Never too late: Israeli cops finally name ‘time bandit’ who stole clocks
JERUSALEM (AP) — It took time, but Israeli police detectives have finally cracked one of the country’s greatest crimes — the legendary heist of a priceless clock collection from a Jerusalem museum a quarter century ago.
The 1983 theft, the costliest in Israel’s history, saw 106 timepieces worth millions of dollars disappear from the L.A. Mayer Museum for Islamic Art. Among them was a pocket watch made for French queen Marie Antoinette that museum officials value at more than $30 million.
Although the stolen clocks had no connection to Islamic culture, they were displayed in the museum because they had originally belonged to the father of the museum’s founder.
The heist baffled police for more than two decades. But detectives now blame Naaman Diller — a notorious Israeli thief who fled to Europe and died in the United States in 2004.
Investigators got their first break two years ago, when the museum informed them it paid some $40,000 to an anonymous American woman to buy back 40 of the items, including the Marie Antoinette timepiece made by famed watchmaker Abraham-Louis Breguet.
Rachel Hasson, the museum’s artistic director, calls the gold and rock crystal watch “the Mona Lisa of the clock world.” Also recovered were a Breguet creation from 1819 known as the “Sympathiques” and a clock shaped like a pistol from the same period.
Police forensics experts were allowed to examine the clocks, and detectives questioned the lawyer who negotiated the sale. The trail led to an Israeli woman in Los Angeles named Nili Shamrat, who police identified as the widow of Diller — a notorious criminal in Israel after a string of bold thefts in the 1960s and ’70s.

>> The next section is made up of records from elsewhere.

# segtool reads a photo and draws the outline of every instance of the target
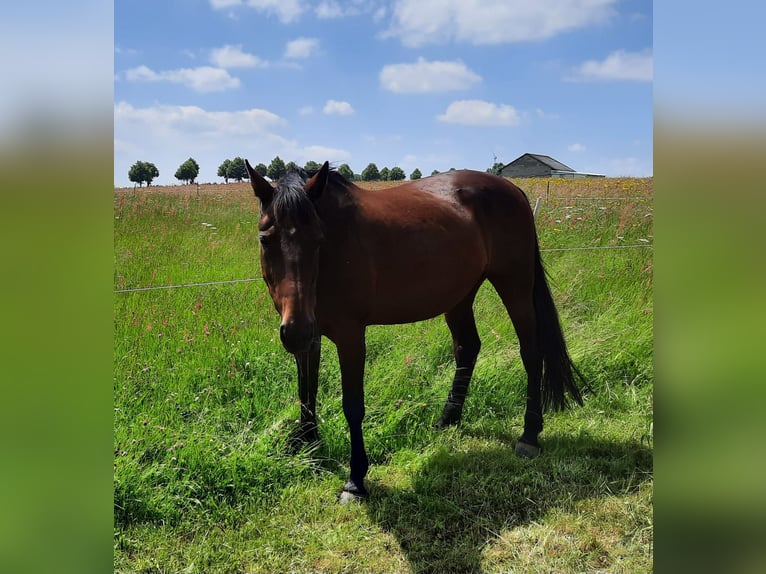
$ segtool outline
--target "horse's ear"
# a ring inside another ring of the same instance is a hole
[[[261,200],[261,205],[263,207],[266,207],[274,198],[274,188],[271,187],[271,184],[266,181],[260,173],[252,168],[250,162],[247,160],[245,160],[245,167],[247,168],[247,173],[250,175],[250,185],[253,186],[255,197]]]
[[[311,198],[311,201],[316,201],[319,196],[322,195],[324,188],[327,186],[327,176],[330,173],[330,163],[324,162],[324,165],[319,169],[314,176],[306,182],[306,186],[303,188],[306,194]]]

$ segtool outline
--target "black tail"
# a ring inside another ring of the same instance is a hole
[[[565,391],[582,405],[577,380],[585,379],[572,363],[561,331],[559,315],[553,303],[551,290],[545,277],[540,249],[535,245],[535,287],[533,300],[537,320],[537,340],[543,355],[542,406],[543,410],[563,410],[568,406]],[[577,380],[576,380],[577,379]]]

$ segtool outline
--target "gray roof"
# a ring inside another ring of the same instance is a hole
[[[531,156],[531,157],[535,158],[537,161],[539,161],[541,163],[544,163],[545,165],[547,165],[551,169],[555,169],[557,171],[574,171],[568,165],[565,165],[565,164],[561,163],[560,161],[553,159],[551,156],[549,156],[549,155],[542,155],[542,154],[539,154],[539,153],[525,153],[524,155],[521,155],[521,156],[517,157],[515,160],[513,160],[511,163],[509,163],[507,165],[512,165],[513,163],[519,161],[525,155]]]

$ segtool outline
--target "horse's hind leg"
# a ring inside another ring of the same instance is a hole
[[[541,384],[543,355],[537,339],[537,320],[532,296],[532,284],[516,277],[490,277],[513,322],[519,338],[521,361],[527,372],[527,404],[524,432],[516,444],[516,454],[532,457],[540,452],[537,436],[543,430]]]
[[[473,317],[473,300],[476,290],[458,304],[457,307],[445,313],[447,326],[452,333],[452,348],[455,353],[455,378],[452,381],[444,411],[436,426],[443,428],[460,422],[463,414],[463,403],[468,394],[476,357],[479,355],[481,340],[476,331],[476,321]]]

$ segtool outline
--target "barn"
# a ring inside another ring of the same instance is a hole
[[[581,173],[551,156],[538,153],[525,153],[500,170],[503,177],[566,177],[579,179],[585,177],[604,177],[595,173]]]

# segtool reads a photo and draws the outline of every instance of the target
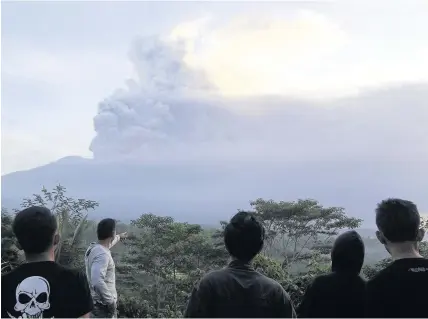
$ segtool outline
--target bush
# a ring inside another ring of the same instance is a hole
[[[117,303],[118,318],[179,318],[181,312],[174,312],[167,305],[164,309],[157,311],[147,300],[141,297],[130,297],[119,295]]]

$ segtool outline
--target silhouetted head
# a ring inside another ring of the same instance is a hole
[[[32,206],[16,214],[12,225],[18,243],[24,253],[39,255],[52,253],[59,242],[58,223],[46,207]]]
[[[97,227],[98,240],[112,241],[116,236],[116,221],[111,218],[103,219]]]
[[[417,245],[425,235],[424,230],[420,228],[418,208],[411,201],[404,199],[390,198],[378,204],[376,225],[376,236],[388,251],[390,246],[395,244]]]
[[[232,217],[224,230],[224,243],[229,254],[250,262],[263,248],[263,225],[249,212],[239,212]]]
[[[331,250],[332,271],[359,274],[364,263],[364,251],[364,242],[355,230],[339,235]]]

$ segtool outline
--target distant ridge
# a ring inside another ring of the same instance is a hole
[[[374,226],[374,207],[383,198],[413,200],[428,209],[428,173],[397,162],[281,163],[101,163],[68,158],[2,176],[2,205],[18,207],[23,197],[61,183],[70,196],[100,202],[93,218],[134,219],[141,213],[179,221],[217,224],[256,198],[293,201],[314,198],[343,206],[351,216]],[[394,172],[394,174],[390,174]],[[91,216],[92,218],[92,216]]]

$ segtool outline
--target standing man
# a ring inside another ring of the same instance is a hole
[[[55,215],[33,206],[15,216],[12,228],[26,262],[1,276],[1,317],[89,318],[93,304],[85,275],[55,263]]]
[[[116,235],[116,221],[103,219],[97,227],[98,242],[91,243],[85,253],[86,276],[94,300],[94,318],[117,317],[115,264],[110,253],[126,233]]]
[[[237,213],[224,230],[224,243],[232,262],[202,278],[193,289],[184,317],[295,317],[284,288],[251,266],[263,248],[264,237],[263,225],[252,213]]]
[[[367,318],[428,318],[428,260],[418,251],[424,238],[415,204],[387,199],[376,209],[376,236],[392,264],[367,284]]]

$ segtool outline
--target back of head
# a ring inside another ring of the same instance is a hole
[[[331,251],[332,271],[359,274],[364,263],[364,242],[354,230],[336,238]]]
[[[391,243],[418,241],[420,224],[418,209],[411,201],[390,198],[376,208],[376,225]]]
[[[263,225],[254,214],[239,212],[224,230],[224,243],[232,257],[249,262],[262,250],[264,236]]]
[[[98,240],[105,240],[114,237],[116,233],[116,221],[111,218],[103,219],[98,223],[97,236]]]
[[[12,229],[26,254],[47,252],[54,244],[58,224],[46,207],[32,206],[16,214]]]

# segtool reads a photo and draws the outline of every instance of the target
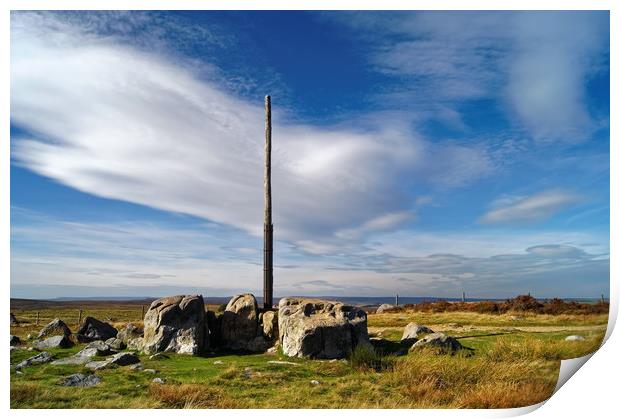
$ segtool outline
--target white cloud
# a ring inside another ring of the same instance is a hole
[[[383,101],[431,109],[439,120],[449,115],[453,122],[444,122],[463,129],[458,103],[495,99],[542,142],[584,141],[601,123],[588,109],[586,84],[608,65],[608,12],[332,16],[370,44],[378,71],[396,76]]]
[[[575,205],[581,197],[573,192],[549,190],[528,197],[504,197],[480,218],[482,223],[523,223],[545,220]]]
[[[102,25],[12,15],[11,120],[32,133],[14,139],[15,162],[87,193],[261,234],[262,98],[242,100],[176,57],[90,30]],[[385,120],[319,128],[285,115],[274,98],[279,239],[335,240],[406,210],[415,197],[403,179],[459,186],[490,167],[479,149],[431,147]],[[468,163],[435,167],[431,152]]]

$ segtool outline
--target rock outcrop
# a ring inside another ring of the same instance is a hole
[[[409,351],[413,352],[421,348],[432,348],[441,353],[454,353],[464,349],[456,338],[444,335],[443,333],[431,333],[430,335],[424,336],[414,343]]]
[[[11,326],[19,326],[19,321],[17,320],[17,317],[15,317],[15,314],[11,313]]]
[[[17,345],[20,345],[21,343],[22,341],[19,338],[19,336],[11,335],[11,346],[17,346]]]
[[[142,350],[147,354],[198,354],[208,347],[204,300],[177,295],[153,301],[144,316]]]
[[[80,328],[75,332],[76,338],[80,342],[108,340],[116,337],[117,334],[118,330],[112,325],[90,316],[84,319]]]
[[[409,323],[405,326],[405,330],[403,331],[403,337],[400,339],[403,343],[415,343],[421,335],[435,333],[430,328],[426,326],[421,326],[417,323]]]
[[[371,347],[362,309],[309,298],[283,298],[278,307],[280,344],[288,356],[335,359],[358,345]]]
[[[65,335],[71,336],[71,329],[60,319],[54,319],[46,324],[37,335],[38,339],[46,336]]]
[[[258,333],[258,304],[252,294],[235,295],[226,305],[221,324],[222,341],[231,349],[247,349]]]

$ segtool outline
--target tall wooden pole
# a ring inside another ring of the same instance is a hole
[[[265,231],[263,253],[263,303],[273,307],[273,224],[271,223],[271,97],[265,96]]]

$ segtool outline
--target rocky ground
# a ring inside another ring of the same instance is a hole
[[[559,360],[598,348],[607,323],[606,315],[470,312],[366,321],[353,308],[296,300],[265,318],[247,296],[226,307],[237,316],[202,307],[172,298],[144,323],[134,308],[105,321],[99,307],[81,324],[12,324],[11,406],[516,407],[548,397]]]

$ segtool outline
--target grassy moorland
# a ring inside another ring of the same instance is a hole
[[[39,311],[41,318],[44,313],[46,318],[60,317],[75,328],[76,305],[56,304],[15,304],[12,312],[22,320],[34,318],[33,313]],[[141,315],[140,306],[139,302],[93,304],[84,309],[83,316],[109,319],[120,326],[128,321],[135,323]],[[452,356],[430,351],[391,355],[400,348],[403,327],[412,321],[458,337],[474,351]],[[384,339],[384,350],[379,353],[356,351],[349,359],[336,361],[291,359],[282,354],[171,354],[158,360],[141,356],[144,368],[154,369],[156,374],[129,367],[102,370],[97,372],[102,382],[91,388],[58,385],[62,377],[89,372],[83,366],[43,364],[27,367],[23,374],[11,371],[11,407],[519,407],[548,398],[556,385],[560,360],[598,349],[606,325],[606,313],[401,309],[368,316],[371,337]],[[11,333],[26,339],[40,327],[24,324],[11,327]],[[565,341],[571,334],[582,335],[585,340]],[[11,352],[11,365],[34,355],[26,347]],[[82,347],[51,352],[61,358]],[[165,384],[152,383],[155,377],[164,379]],[[312,384],[313,380],[319,384]]]

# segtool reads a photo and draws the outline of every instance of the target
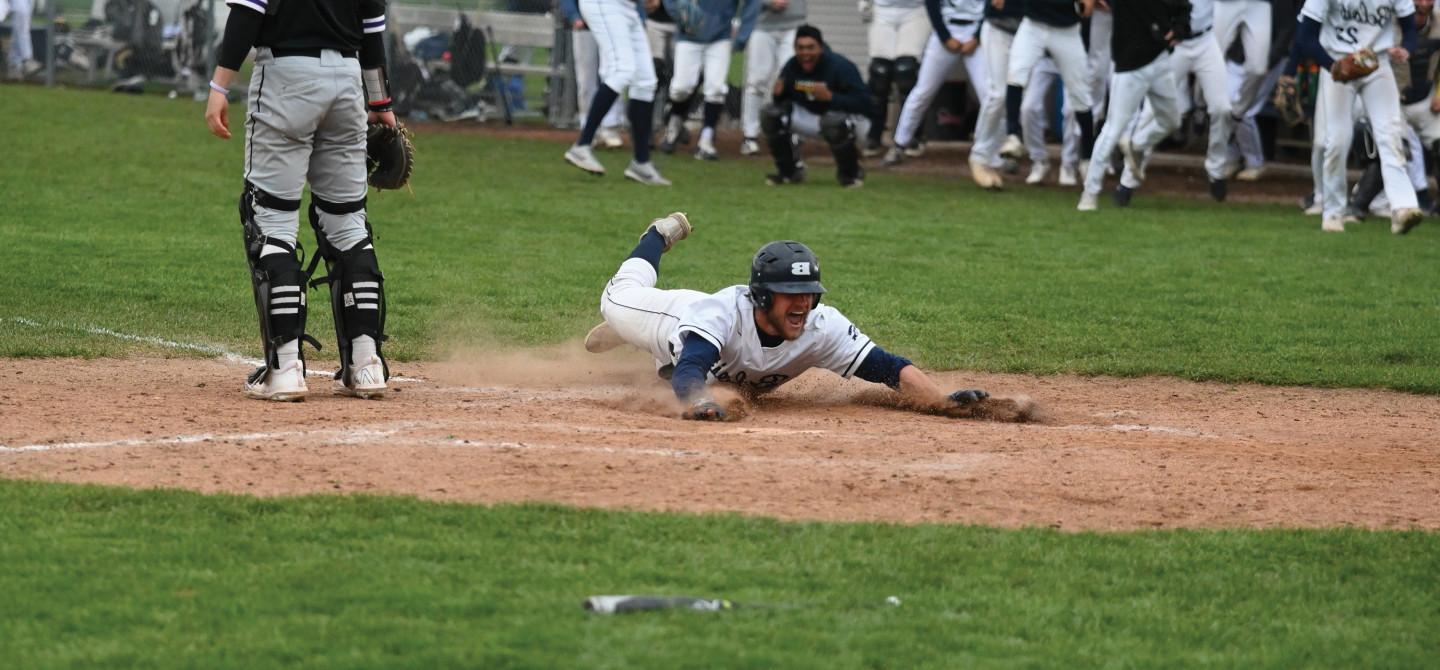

From there the mystery began to unravel, police say. Diller apparently confessed the crime to his wife on his deathbed. When Israeli police and American law enforcement officials arrived at her home last May to question her, they found more of the stolen clocks.
Police placed a gag order on the case, but lifted it last week after Israeli media violated the order.
Diller’s widow refused to answer questions from The Associated Press when contacted Saturday, and did not answer her phone Sunday and Monday. Her Israeli lawyer, Hila Efron-Gabai, also refused to discuss the case.
Oded Yaniv, one of the investigators who broke the case, said about 40 clocks are missing, but police are pursuing tips on where Diller scattered the goods around the world.
Yaniv called the investigation a “once in a lifetime” experience, filled with international intrigue in the murky world of art dealing and antiquity trading.
Diller was renowned in Israel for daring break-ins and an ability to keep one step ahead of the law. He meticulously researched sites for hours and used innovative techniques that earned him the admiration of the same people who were trying to stop him.
“He was a legendary robber. He was very different, very intelligent, and had a unique style,” Yaniv said. “We are all disappointed that we don’t have the chance to sit and talk to him and investigate him. We feel like we missed out on that.”
According to police, Diller used a crowbar to bend the bars on a back window of the museum the night of April 15, 1983, and behind the cover of a parked truck climbed inside with a ladder. Having staked out the museum, he knew the alarm was broken and the guard was stationed in front.
Police spokesman Shmulik Ben-Ruby said Diller was very thin and able to slither in and out of the opening unnoticed throughout the night. He said the clocks were generally small enough to easily pass through and Diller had the expertise to take others apart if needed.
The spokesman said police had thought of Diller as a possible suspect in 1983 but found nothing to link him to the robbery. In addition, police thought the heist was the work of a gang of at least three robbers. Yaniv said he and his colleagues were shocked to discover Diller acted alone.
Diller later moved to Europe, where he operated under several identities and was briefly jailed before moving to Los Angeles, where he died of cancer.
Hasson said she was ecstatic to get at least part of the collection back and plans to have the clock display open again within the two months. She said the museum purchased the watches back for a “symbolic” fee after Diller’s widow tried to sell the stolen goods elsewhere and failed.
“The clocks are so well-known that nobody would buy them,” she said.